Segundo. El gozo en la oración es incrementado porque el corazón capta el
alma y contempla a Dios en el trono de gracia: una vista o perspectiva, no
por imaginación de la carne, sino por iluminación espiritual, porque es por fe
que «vemos al Invisible» (Hebreos 11:27); la fe es «la evidencia de las cosas
que no se ven» (Hebreos 11: l), hace evidente y presente su objeto propio a
los ojos de los que creen. Esta visión de Dios en su «trono» tiene que
conmover el alma. Por tanto se nos exhorta: «Acerquémonos, pues,
confiadamente al trono de la gracia, para alcanzar misericordia y hallar
gracia para el oportuno socorro» (Hebreos 4:16).

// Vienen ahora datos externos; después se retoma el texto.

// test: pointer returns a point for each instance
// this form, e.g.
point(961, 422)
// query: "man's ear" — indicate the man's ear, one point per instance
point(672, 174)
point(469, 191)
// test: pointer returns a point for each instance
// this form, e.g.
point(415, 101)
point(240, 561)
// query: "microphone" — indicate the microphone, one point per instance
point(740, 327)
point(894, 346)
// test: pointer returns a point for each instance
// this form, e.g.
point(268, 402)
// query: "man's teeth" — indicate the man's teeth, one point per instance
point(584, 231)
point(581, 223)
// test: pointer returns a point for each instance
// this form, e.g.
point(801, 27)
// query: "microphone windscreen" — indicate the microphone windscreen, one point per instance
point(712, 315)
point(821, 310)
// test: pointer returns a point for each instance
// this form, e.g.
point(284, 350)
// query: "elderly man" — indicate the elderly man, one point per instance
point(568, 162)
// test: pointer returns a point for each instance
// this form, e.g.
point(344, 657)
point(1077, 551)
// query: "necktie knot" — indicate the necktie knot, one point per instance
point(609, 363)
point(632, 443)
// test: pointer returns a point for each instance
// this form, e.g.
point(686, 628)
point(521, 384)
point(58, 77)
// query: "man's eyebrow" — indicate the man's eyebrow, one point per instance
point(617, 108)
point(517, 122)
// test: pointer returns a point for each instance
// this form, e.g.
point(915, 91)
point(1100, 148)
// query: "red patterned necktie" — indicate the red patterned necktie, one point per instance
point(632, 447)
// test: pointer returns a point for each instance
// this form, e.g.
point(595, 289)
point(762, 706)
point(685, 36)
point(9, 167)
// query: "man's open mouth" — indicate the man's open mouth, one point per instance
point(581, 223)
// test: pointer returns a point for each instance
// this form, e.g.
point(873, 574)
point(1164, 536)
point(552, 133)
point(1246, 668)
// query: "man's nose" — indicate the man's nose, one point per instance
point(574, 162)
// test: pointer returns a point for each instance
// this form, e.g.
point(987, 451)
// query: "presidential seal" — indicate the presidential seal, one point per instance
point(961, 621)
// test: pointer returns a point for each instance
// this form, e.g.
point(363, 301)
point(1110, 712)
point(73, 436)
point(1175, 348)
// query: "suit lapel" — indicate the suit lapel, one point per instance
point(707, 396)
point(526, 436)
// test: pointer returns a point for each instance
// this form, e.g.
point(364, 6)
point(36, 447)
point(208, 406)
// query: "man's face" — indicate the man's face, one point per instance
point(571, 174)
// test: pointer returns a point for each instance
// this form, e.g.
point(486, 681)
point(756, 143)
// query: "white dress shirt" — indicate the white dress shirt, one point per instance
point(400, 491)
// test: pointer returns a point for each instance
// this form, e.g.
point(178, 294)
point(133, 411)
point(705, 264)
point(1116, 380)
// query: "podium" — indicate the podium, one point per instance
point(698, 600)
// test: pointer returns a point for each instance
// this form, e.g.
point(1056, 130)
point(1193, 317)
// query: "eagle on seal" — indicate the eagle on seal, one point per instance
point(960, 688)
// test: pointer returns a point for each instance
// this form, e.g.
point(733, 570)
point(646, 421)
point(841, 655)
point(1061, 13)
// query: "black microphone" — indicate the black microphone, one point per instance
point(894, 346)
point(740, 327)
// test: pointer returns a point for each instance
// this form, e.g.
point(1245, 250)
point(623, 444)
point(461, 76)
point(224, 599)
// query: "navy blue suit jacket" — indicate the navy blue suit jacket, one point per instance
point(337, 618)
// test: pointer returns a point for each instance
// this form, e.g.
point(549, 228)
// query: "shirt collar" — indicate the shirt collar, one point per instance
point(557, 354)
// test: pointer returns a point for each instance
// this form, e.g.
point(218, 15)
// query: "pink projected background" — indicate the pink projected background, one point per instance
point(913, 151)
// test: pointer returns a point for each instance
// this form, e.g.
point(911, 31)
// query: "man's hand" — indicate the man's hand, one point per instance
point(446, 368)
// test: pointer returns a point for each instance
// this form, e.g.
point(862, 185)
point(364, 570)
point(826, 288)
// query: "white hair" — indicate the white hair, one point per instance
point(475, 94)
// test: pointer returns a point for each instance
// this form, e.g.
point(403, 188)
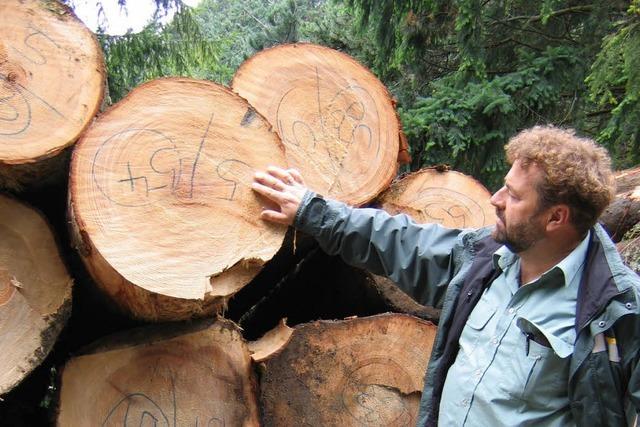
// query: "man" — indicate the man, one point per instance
point(540, 319)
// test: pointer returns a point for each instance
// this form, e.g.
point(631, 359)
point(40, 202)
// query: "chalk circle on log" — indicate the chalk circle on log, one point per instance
point(35, 291)
point(161, 206)
point(336, 119)
point(365, 371)
point(165, 375)
point(51, 85)
point(446, 197)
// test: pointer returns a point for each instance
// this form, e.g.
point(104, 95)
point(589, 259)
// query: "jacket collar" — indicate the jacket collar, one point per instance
point(597, 287)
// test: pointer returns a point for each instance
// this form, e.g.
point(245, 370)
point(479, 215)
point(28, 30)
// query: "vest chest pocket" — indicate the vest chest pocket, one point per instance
point(542, 375)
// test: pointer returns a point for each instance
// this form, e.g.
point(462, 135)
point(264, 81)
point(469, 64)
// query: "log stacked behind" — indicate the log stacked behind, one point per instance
point(334, 116)
point(167, 376)
point(51, 85)
point(35, 291)
point(366, 371)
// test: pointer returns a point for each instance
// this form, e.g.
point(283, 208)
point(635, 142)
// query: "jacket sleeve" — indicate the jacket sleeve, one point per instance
point(419, 258)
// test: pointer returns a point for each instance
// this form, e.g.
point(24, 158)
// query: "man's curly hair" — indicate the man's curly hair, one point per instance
point(576, 171)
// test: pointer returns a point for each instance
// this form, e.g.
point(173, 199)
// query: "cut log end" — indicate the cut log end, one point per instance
point(445, 197)
point(51, 85)
point(334, 116)
point(190, 376)
point(365, 371)
point(161, 200)
point(35, 292)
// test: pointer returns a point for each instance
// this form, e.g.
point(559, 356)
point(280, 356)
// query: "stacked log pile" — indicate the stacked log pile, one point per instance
point(157, 223)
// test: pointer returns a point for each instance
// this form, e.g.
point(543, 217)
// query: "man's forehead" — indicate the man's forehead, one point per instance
point(523, 173)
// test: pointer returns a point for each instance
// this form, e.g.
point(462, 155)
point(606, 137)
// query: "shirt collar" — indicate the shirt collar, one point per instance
point(570, 266)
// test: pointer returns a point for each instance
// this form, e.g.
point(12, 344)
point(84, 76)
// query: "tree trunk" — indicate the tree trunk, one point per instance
point(622, 214)
point(167, 375)
point(35, 291)
point(366, 371)
point(161, 206)
point(630, 252)
point(441, 196)
point(627, 180)
point(51, 85)
point(334, 116)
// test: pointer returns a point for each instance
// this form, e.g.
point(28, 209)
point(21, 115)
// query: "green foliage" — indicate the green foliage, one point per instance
point(614, 85)
point(466, 126)
point(468, 74)
point(480, 71)
point(175, 49)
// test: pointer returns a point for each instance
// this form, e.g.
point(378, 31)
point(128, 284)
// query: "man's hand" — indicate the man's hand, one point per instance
point(285, 188)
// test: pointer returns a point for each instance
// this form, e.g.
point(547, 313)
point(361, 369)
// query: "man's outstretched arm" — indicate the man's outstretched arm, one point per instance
point(419, 258)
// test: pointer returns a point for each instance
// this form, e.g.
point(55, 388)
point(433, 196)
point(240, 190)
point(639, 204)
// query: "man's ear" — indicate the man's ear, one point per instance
point(559, 216)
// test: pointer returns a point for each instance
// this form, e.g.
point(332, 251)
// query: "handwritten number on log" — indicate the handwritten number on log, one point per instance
point(32, 53)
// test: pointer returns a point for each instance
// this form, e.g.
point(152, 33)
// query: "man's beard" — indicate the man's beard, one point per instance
point(520, 236)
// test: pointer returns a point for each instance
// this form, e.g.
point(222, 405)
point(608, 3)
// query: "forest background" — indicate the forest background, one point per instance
point(467, 74)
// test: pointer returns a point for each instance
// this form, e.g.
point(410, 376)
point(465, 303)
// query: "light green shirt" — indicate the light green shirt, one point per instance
point(513, 363)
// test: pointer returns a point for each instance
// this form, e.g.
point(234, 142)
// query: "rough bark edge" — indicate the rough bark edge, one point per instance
point(158, 332)
point(153, 306)
point(48, 337)
point(622, 214)
point(627, 180)
point(271, 343)
point(63, 12)
point(384, 183)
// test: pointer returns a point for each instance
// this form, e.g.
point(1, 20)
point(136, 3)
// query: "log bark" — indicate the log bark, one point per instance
point(334, 116)
point(629, 248)
point(630, 253)
point(35, 291)
point(441, 196)
point(161, 206)
point(51, 85)
point(366, 371)
point(627, 180)
point(622, 214)
point(167, 376)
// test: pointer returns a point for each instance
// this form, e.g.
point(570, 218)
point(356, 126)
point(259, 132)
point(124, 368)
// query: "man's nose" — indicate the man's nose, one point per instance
point(498, 197)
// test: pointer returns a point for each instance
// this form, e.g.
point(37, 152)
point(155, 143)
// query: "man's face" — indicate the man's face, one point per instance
point(520, 223)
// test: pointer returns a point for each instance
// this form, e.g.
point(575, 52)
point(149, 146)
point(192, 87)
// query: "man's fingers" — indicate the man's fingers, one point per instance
point(281, 174)
point(269, 181)
point(296, 176)
point(268, 192)
point(274, 216)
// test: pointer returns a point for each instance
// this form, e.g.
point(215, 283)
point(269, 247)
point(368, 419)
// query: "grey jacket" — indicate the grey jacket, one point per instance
point(449, 268)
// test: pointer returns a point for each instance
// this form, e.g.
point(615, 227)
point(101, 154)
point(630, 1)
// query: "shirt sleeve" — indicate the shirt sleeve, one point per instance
point(419, 258)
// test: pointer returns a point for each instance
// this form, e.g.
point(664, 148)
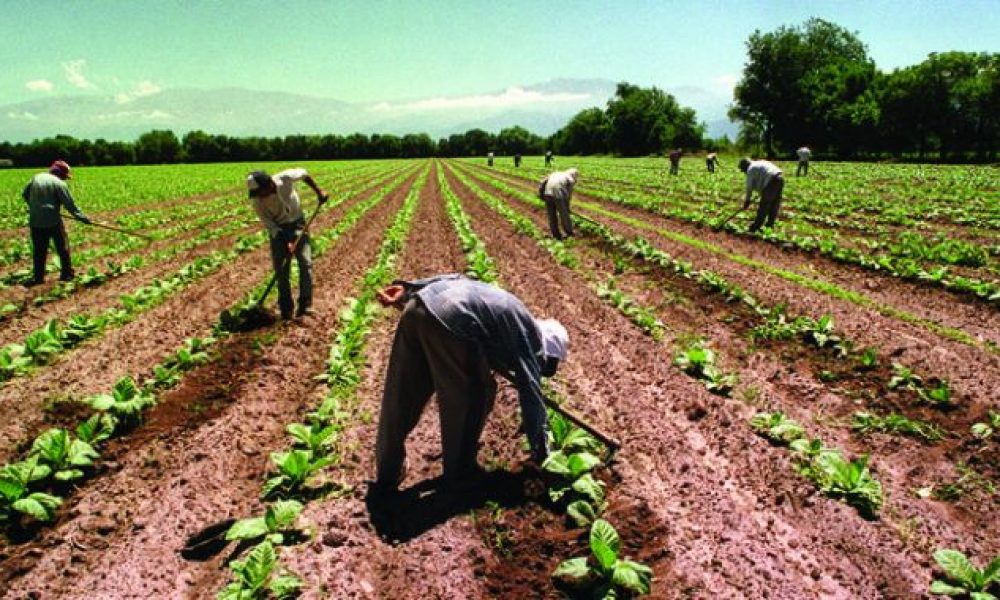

Tercero. Del versículo anterior sacamos también que la libertad y el deleite
en la oración son estimulados por ver que, Dios, por medio de Jesucristo,
está dispuesto a dispensarnos gracia y misericordia a los pecadores
suplicantes. No tenemos que vencer ninguna resistencia suya. Dios está más
dispuesto a dar que nosotros a recibir. Así se le presenta en Isaías 30:18:
«Con todo esto, Jehová aguardará para otorgaros su gracia.» Sí, Dios
aguardará a que le busquemos; aguardará a que los fieles echen mano de su
disposición para bendecir. Su oído está siempre atento al clamor del justo.
Por tanto «acerquémonos con corazón sincero, en plena certidumbre de fe»
(Hebreos 10:22); «sean presentadas vuestras peticiones delante de Dios,
mediante oración y ruego con acción de gracias y la paz de Dios, que
sobrepasa a todo entendimiento, guardará vuestros corazones y vuestros
pensamientos en Cristo Jesús» (Filipenses 4:6, 7).